The ANC betrayed the revolutionary movement and all the hopes and dreams of the workers and youth encapsulated in the Freedom Charter (see ‘After Nelson Mandela – continue the struggle for freedom and equality’ at socialistparty.org.uk).

They were able to do this as they shifted to the right along with social democratic parties following the collapse of Stalinism and the ideological triumph of capitalism in the 1990s.

The ANC has been in power since then. But apart from the first few years of the reconstruction and development programme, when housing and some infrastructure were built, they now carry out neo-liberal policies.

Many former ANC militants simply enriched themselves, like Cyril Ramaphosa.

This former miners’ union leader became a multimillionaire, multiple property owner, serving on the board of Lonmin, owners of the Marikana mine site.

Subsequently he became known as ‘the butcher of Marikana’ for supporting mine bosses when in 2012, 47 striking platinum miners were gunned down in Marikana. Like Sharpeville, most were shot in the back as they were running away.

The same brutal methods used under apartheid are used by the ANC regime to slaughter workers fighting for a decent future. This demonstrates in action the complete capitulation of the ANC leadership to capitalism.

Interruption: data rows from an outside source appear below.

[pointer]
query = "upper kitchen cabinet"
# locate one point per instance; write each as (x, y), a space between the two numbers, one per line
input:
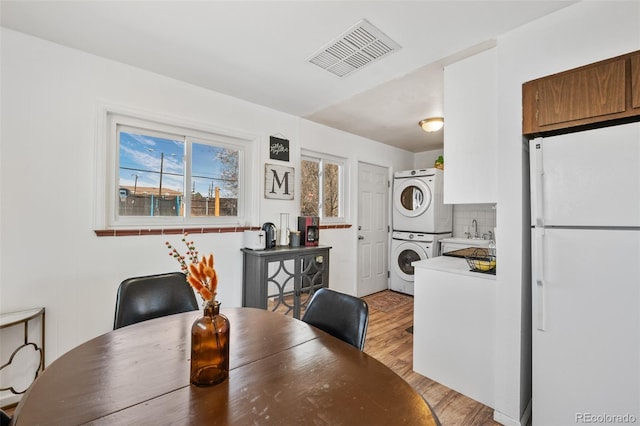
(470, 131)
(595, 93)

“What happened in reality was an exchange of political captains of capitalism; the racist white government was replaced by a ‘non-racist’ democratically elected government based on the black majority” (‘Nelson Mandela- The lessons of his legacy’ by Weizmann Hamilton and Thamsanga Dumezwenit, CWI South Africa – at socialistparty.org.uk).

Today, South Africa has the most unequal wealth and income distributions in the world. The gap between South Africa’s richest and poorest hasn’t narrowed since the end of apartheid.

The richest 10% of the population owns more than 85% of household wealth. With the wealthiest 10% of the population taking 60% of its total income, while the bottom half of the population earns less than 8%.

At the end of June, unemployment had reached a record high of 44.4% (64.4% among 15-24 year-olds). People between the ages of 21 and 59 receive no income of any kind from the state. Almost one-quarter of South African households experience hunger daily. This means workers continue to live in crushing poverty.

The Covid-19 pandemic and lockdowns, and the continued neoliberal cuts to the public sector, has intensified the attacks on the working class. The capitalist system lurches from one crisis to the next with no relief for working people. The organised workers will again have to take the road of mass struggle to end the desperate situation of mass unemployment and poverty.

The Marxist Workers Party (part of the Committee for a Workers’ International, to which the Socialist Party is affiliated) is today urgently campaigning for a mass workers’ party fighting on a socialist programme to end brutal capitalist exploitation.